I'm no longer sure which questions she's seeking answers to - heck, I'm no longer certain which questions I'm seeking answers to on this series. I've lost track of more threads of the conspiracy than I can remember to count. Which I mean as a good thing. I want Scully to keep seeking and keep guessing at answers, but I'm upset at seeing her beaten down so often. I'd like some indication that people can triumph over the political and ethical questions that we face - or at least, like Frankenstein and "Emily" both suggest, that something as basic as love can make a difference.

Emily's illness has parallels to the virus Mulder was infected with in "Colony" and "End Game" - the E.R. doctor is saved by having her body temperature lowered, and Emily's tumor grows in precisely the same place at the back of her skull as the shapeshifting aliens must be stabbed to be killed. It seems probable that she's a human-alien hybrid (if such things still exist on this show), and even more probable that she could have a clone - either in one of those jars Mulder found, or somewhere out in the world, still alive. I have a feeling this is not the last we'll ever see of Scully's little girl. I don't know how I feel about that - the likelihood that Scully could be yanked around by her maternal instincts is deeply upsetting, and I hope the writers don't start cheap manipulation like we've gotten with the kidnapped Samantha. This series disappoints me when it becomes a women-and-children-in-danger horror movie. I have a lot of confidence, though, in its ability always to be something more.
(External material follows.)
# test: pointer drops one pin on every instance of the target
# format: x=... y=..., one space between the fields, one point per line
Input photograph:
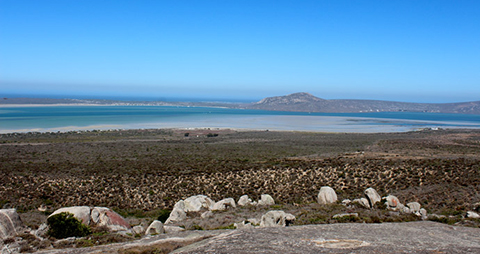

I'm not a Christian, but the imagery of Scully walking in the dust made me think of that famous poem "Footprints," in which a man asks the Lord why he only sees one set of footprints in the sand during his hour of need, and the Lord replies that He was carrying the man. I would definitely throw up if this show started parroting popular fundamentalist literature, but I find myself wishing that Scully had some sort of faith to lean on. I don't believe that traditional religion is necessary for a fulfilling life any more than I believe that a child is necessary for a woman to feel complete, but in Scully's case, she certainly needs something. She wears the symbol of faith around her neck, but I don't think she believes that love walks with her, or even that the truth is out there. That can be as heartbreaking as losing a child.